First, cover the spokes in aluminum foil. You can get creative with the design, I just went with a few triangles. Next, cover the handlebars in aluminum foil. For a candy paint effect, tape up the frame with shiny wrapping paper in sections. Add streamers or whatever sort of adornment or trinket you would like to add.

This is White Fury, I got her for my 11th birthday and we have been reeking havoc on the streets of the Bay Area for the past 12 years. I love her to death but that paint job is just way too early 90's for me and I'm not feelin that vintage shit so I needed to pimp this piece out.

Still tippin' on two 4's, wrapped in 44's, etc.

ALL CHROME EVERYTHING. Its clean, right???

Candy Paint.. Peanut Butter.. them gold things got me tight for the summer..

BLAP MOTHAFUCKA! Shit went from Steve Urkel to Stefan in under 5 minutes. If anyone has any suggestions as to how I can mount my subwoofers onto this beauty, it would be greatly appreciated.

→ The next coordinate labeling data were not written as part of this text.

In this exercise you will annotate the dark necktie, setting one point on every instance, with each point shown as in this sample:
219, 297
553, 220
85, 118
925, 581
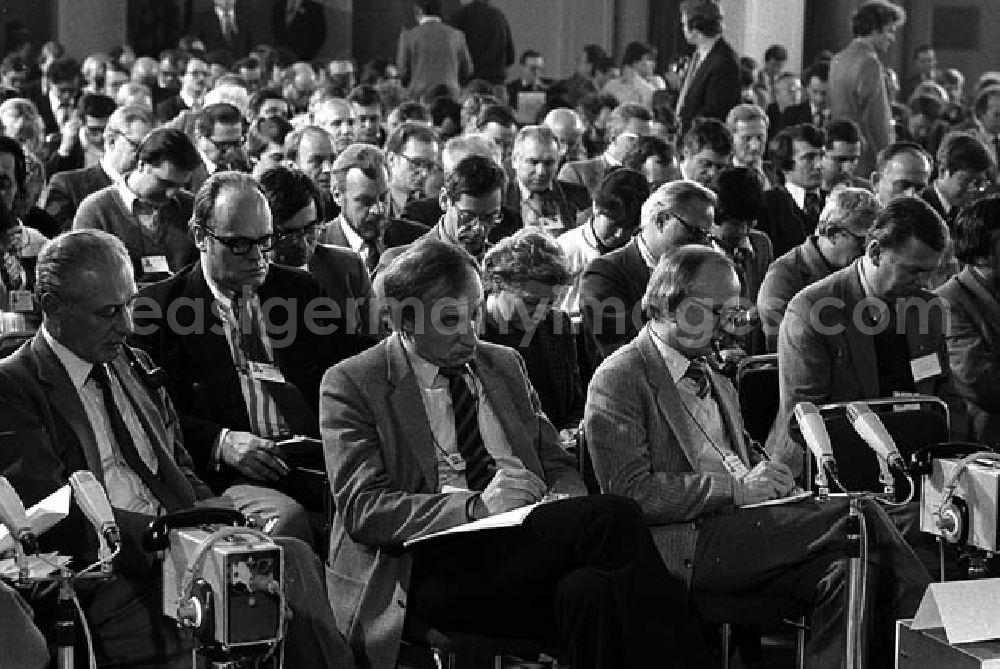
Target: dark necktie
697, 371
299, 416
479, 464
123, 437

I'm gonna throw in some pictures of some cupcakes because I realize this is a food blog and I can't be writing about bikes like they're edible even though that candy paint job got a few licks.

Kara's Cupcakes in the Marina are the SHIT. Holler at that chocolate and s'more one time and you will inseminate yourself with some of the finest cakes in the Bay.


Anonymous said…
I have cancer and reading this blog is one of the few joys I have left in life. Thank you so much!!
Girl Foodie said…
This post is amazing. I laughed my (also voluptuous) ass off.